Saccard s’était levé, frémissant.

— C’est bien décidé, vous ne prendrez pas d’actions, vous ne voulez pas être avec nous ?

— Avec vous, jamais de la vie !… Vous serez mangé avant trois ans. 

Il y eut un silence, gros de batailles, un échange aigu de regards qui se défiaient.

— Alors, bonsoir… Je n’ai pas encore déjeuné et j’ai très faim.

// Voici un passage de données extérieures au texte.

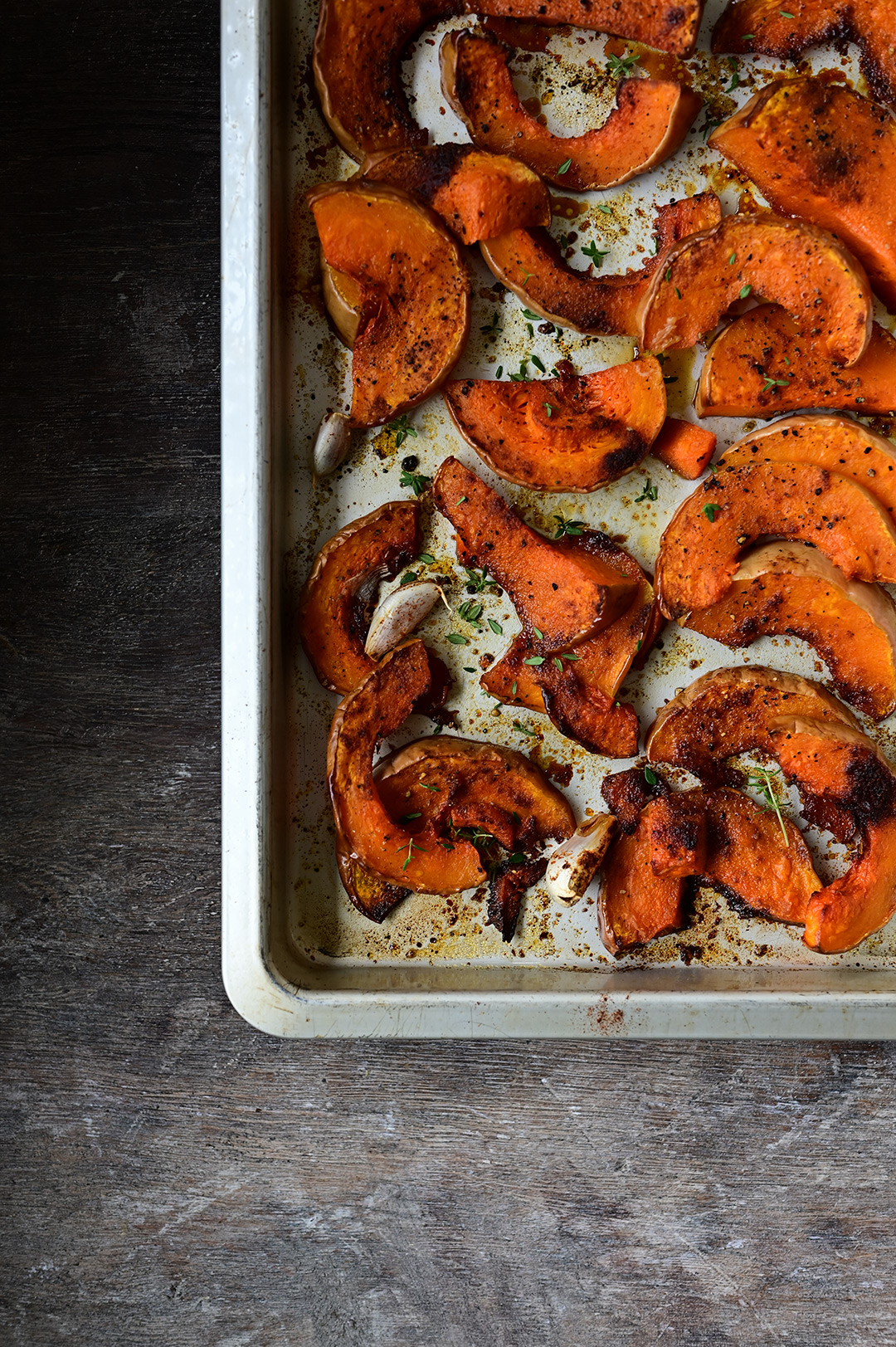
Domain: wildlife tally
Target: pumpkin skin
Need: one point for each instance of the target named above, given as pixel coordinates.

Faudra voir qui est-ce qui sera mangé. 

Et il le laissa, au milieu de sa tribu qui finissait de se bourrer bruyamment de pâtisseries, recevant les derniers courtiers attardés, fermant par instants les yeux de lassitude, pendant qu’il achevait son bol à petits coups, les lèvres toutes blanches de lait.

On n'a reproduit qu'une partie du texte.